Interview de 01:35 à 06:40
Sarah Bègue : - J'étais confuse… D'un côté, j’ai bien fait de me retirer et en même temps, j'étais triste face à cette situation affreuse pour les enfants sourds. Garder le tabou ? Je me sentais frustrée et mal dans ma peau… Me taire ? J'y ai beaucoup réfléchi ! J’ai évidemment beaucoup discuté avec mes proches et ma famille, et j’hésitais car ce n’est pas facile de lever le tabou, c’est quand même délicat. Et quand je travaillais là-bas, je dormais mal le soir, faisais des insomnies, je réfléchissais beaucoup, angoissée, à propos de l’audisme, je trouvais cela injuste. En 2024, cela devrait avoir un peu changé, or c'est toujours pareil depuis longtemps. Il y a deux formes d’audisme : il peut être direct ou indirect, la frontière est mince… Soit les professionnels n’en ont pas conscience, soit ils ignorent le vécu des personnes sourdes ou n’ont pas compris les obstacles qu'elles rencontrent dans la société, c’est ça le problème.
Voici un exemple. J'étais dans une classe avec des enfants sourds, il y avait aussi un professeur entendant, qui a été rejoint par plusieurs personnes, ils se sont mis à parler entre eux, et ce, devant les enfants et moi, professionnelle sourde. C’était extrêmement gênant pour moi, car quand j’enseignais devant un public entendant, j'avais à coeur la notion de respect et d'égalité entre sourds et entendants, qu’il était important de signer et que parler était un manque de respect. J'expliquais cela aux personnes entendantes, qui en prenaient conscience. Et là, il s'est passé l’inverse ! Je ne pouvais pas laisser cela se produire, c'était inacceptable pour moi.
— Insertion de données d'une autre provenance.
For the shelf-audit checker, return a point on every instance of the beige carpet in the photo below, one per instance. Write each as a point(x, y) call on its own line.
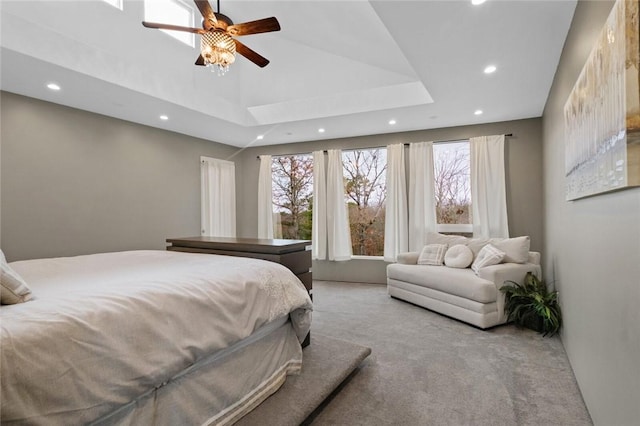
point(427, 369)
point(327, 362)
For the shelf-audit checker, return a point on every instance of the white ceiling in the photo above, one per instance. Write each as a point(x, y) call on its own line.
point(346, 66)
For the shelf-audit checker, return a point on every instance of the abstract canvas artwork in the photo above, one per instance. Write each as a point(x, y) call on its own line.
point(602, 113)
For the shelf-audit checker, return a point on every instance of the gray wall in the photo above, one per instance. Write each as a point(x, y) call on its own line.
point(593, 249)
point(524, 184)
point(74, 182)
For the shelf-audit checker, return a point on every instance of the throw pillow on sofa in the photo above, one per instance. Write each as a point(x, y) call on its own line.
point(458, 256)
point(516, 250)
point(432, 254)
point(489, 255)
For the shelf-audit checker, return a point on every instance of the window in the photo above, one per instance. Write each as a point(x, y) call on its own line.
point(365, 190)
point(175, 12)
point(114, 3)
point(453, 186)
point(292, 189)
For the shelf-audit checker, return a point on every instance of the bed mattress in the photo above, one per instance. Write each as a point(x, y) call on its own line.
point(103, 331)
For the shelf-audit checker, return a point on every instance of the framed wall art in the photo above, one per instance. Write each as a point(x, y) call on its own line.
point(602, 113)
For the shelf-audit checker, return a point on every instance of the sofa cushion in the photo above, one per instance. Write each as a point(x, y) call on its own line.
point(432, 254)
point(458, 256)
point(516, 249)
point(476, 244)
point(460, 282)
point(489, 255)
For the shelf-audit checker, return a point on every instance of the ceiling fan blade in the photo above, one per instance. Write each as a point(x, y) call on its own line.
point(207, 13)
point(173, 27)
point(251, 55)
point(254, 27)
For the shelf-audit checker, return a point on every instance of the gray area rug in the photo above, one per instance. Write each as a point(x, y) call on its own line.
point(327, 362)
point(428, 369)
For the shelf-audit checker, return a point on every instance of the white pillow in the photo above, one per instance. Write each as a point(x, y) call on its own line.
point(516, 250)
point(476, 244)
point(13, 289)
point(489, 255)
point(458, 256)
point(432, 254)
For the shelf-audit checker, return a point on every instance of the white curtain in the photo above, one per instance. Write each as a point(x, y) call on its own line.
point(339, 236)
point(395, 224)
point(422, 206)
point(218, 197)
point(265, 199)
point(319, 219)
point(488, 191)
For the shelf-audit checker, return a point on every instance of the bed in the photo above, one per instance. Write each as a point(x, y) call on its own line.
point(149, 337)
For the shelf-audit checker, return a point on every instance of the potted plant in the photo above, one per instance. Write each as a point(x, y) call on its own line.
point(532, 305)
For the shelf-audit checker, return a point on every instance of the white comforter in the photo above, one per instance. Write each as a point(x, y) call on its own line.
point(104, 329)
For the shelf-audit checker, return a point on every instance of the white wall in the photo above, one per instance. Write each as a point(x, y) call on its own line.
point(592, 249)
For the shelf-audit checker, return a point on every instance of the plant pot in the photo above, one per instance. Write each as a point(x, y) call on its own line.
point(533, 322)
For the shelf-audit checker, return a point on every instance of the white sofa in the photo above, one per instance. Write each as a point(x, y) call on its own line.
point(459, 293)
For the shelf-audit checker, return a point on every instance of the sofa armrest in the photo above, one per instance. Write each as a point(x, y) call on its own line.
point(502, 272)
point(409, 258)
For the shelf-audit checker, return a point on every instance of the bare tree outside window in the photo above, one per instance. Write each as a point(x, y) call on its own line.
point(452, 182)
point(365, 189)
point(292, 188)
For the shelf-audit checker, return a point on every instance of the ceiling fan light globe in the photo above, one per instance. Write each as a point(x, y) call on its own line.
point(218, 49)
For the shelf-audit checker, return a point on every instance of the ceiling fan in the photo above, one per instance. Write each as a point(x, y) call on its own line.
point(217, 46)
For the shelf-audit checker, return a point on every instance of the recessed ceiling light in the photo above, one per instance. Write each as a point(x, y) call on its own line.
point(490, 69)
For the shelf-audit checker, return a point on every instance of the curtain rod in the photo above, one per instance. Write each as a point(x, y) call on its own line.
point(372, 147)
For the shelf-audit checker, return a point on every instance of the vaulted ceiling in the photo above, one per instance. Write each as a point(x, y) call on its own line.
point(348, 67)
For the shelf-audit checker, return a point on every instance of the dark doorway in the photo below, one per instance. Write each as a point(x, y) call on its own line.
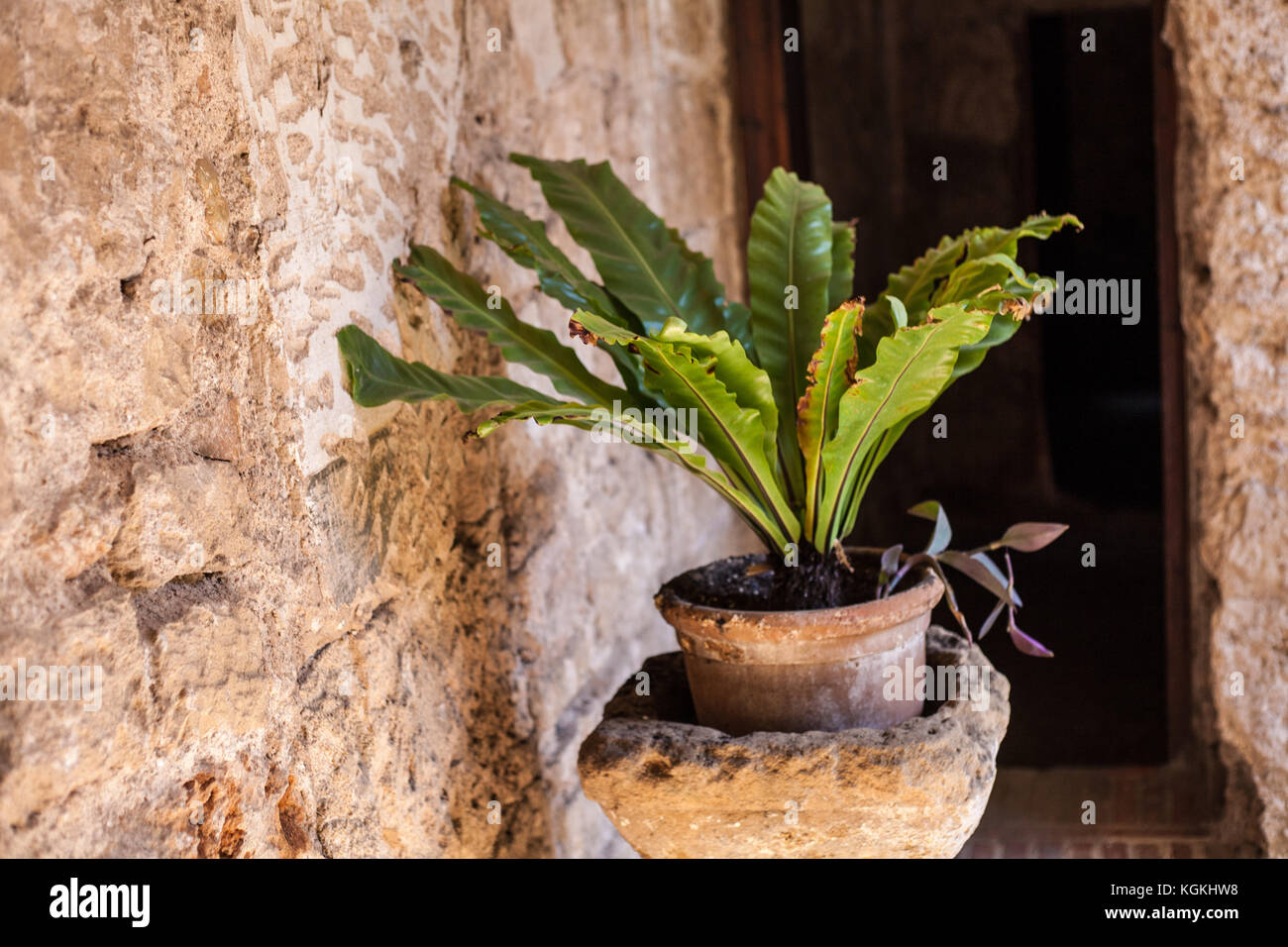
point(1064, 421)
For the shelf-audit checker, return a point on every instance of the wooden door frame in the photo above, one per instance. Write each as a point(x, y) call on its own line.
point(768, 138)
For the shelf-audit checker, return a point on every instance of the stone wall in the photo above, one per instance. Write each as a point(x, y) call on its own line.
point(304, 648)
point(1233, 221)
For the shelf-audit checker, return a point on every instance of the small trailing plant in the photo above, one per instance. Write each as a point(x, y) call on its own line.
point(799, 397)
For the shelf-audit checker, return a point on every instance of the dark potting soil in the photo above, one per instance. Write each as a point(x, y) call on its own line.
point(748, 582)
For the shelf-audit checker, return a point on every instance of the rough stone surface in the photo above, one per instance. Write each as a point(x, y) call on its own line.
point(1233, 84)
point(304, 650)
point(678, 789)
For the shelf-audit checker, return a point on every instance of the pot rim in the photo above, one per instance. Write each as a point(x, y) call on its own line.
point(903, 604)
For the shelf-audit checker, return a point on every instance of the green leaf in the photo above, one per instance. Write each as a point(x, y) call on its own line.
point(898, 312)
point(536, 348)
point(915, 283)
point(730, 432)
point(911, 368)
point(374, 376)
point(639, 431)
point(733, 368)
point(790, 266)
point(840, 287)
point(643, 263)
point(527, 244)
point(816, 411)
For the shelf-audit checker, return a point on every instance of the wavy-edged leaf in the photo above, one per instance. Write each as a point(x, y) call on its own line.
point(527, 244)
point(642, 262)
point(816, 410)
point(536, 348)
point(840, 286)
point(790, 269)
point(375, 376)
point(643, 433)
point(747, 381)
point(915, 283)
point(911, 368)
point(733, 433)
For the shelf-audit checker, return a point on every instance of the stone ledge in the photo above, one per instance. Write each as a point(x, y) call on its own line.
point(678, 789)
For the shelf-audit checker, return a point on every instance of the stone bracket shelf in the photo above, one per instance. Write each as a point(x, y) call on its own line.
point(678, 789)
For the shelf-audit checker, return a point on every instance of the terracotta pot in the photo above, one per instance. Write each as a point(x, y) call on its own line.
point(820, 669)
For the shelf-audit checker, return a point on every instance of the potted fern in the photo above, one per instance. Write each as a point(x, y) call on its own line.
point(785, 407)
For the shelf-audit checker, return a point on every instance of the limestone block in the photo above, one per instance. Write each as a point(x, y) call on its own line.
point(678, 789)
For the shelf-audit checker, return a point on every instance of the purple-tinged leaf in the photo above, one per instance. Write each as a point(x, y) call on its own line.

Il y a eu autre chose… Par exemple, il est arrivé qu'un professeur dise : « cet enfant sourd parle bien, il faut essentiellement travailler avec lui ! » Et il dit cela devant moi qui suis sourde, donc quel regard pose-t-il sur moi ? En a-t-il conscience ? Je l’ignore. Pour moi, cette situation est embarrassante, c’est comme s’il y avait des « préférences ».
Je donne encore un autre exemple. Dans une classe d'une autre école, car il n'y a pas une école unique pour tous les sourds, les enfants sourds sont dispatchés par groupes dans plusieurs écoles, selon la politique de l’ « inclusion », j’intervenais donc au sein des différents groupes, dont un qui comprenait quatre enfants sourds, tous issus d’une famille sourde. Ils ont été séparés d’autres groupes où l’oralisme domine, on ne les a pas mis ensemble. On m'a dit de leur donner cours et pas aux autres, c’est comme s’il y avait des préférences, il n’y a pas d’égalité, des préférences sont faites. Cette situation me paraît vraiment délicate et inacceptable.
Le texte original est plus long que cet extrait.